THE first sound countless East Lancashire folk hear in the morning is the distinctive noise of a milk float trundling down the street and the clink of bottles on the doorstep.

But only the earliest risers get to see how the bottle of milk gets from the back of the float to the doorsteps.

Often, its via the hand of a school age youngster who earns valuable spending money by taking the milk from float to house in all weathers.

Now local authorities in East Lancashire have been told by the Euro bureaucrats to clarify their bylaws in the area of children at work.

The Children and Young Persons Act currently states that youngsters can be employed in the delivery of milk and newspapers between the hours of 7am and 8am.

But children are not supposed to work before 7am or after 7pm on weekdays and before 8am on Sundays.

The upshot of the latest move is that youngsters aged under 16 will be banned from delivering the doorstep pinta altogether.

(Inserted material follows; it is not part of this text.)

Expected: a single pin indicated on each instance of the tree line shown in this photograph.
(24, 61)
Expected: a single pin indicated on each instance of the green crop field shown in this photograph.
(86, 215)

Milkmen across East Lancashire are vowing to fight the ban, which Lancashire County Council looks set to implement and which Blackburn with Darwen Council has already said it will introduce on September 1. Milkman Robin Spedding, of Henthorn Farm, Henthorn Road believes youngsters employed on milk rounds learned 'important life skills.'

He said: "Besides giving them pocket money, they gain experience of controlling their finances, learn commitment to employment, time-keeping, discipline, reliability, honesty and teamwork, all of which are important life skills.

"They learn to organise their lives around working practices instead of anti-social behaviour."

Mr Spedding, who has been involved in his family's milk firm for 45 years, said he employed several 'conscientious and industrious' young people on alternate days in the delivery of milk.

"Delivering milk is safer than delivering newspapers. Youngsters are supervised at all times and I have a waiting list of them wanting to work for me. Clitheroe milkmen feel strongly about this and we have the backing of parents."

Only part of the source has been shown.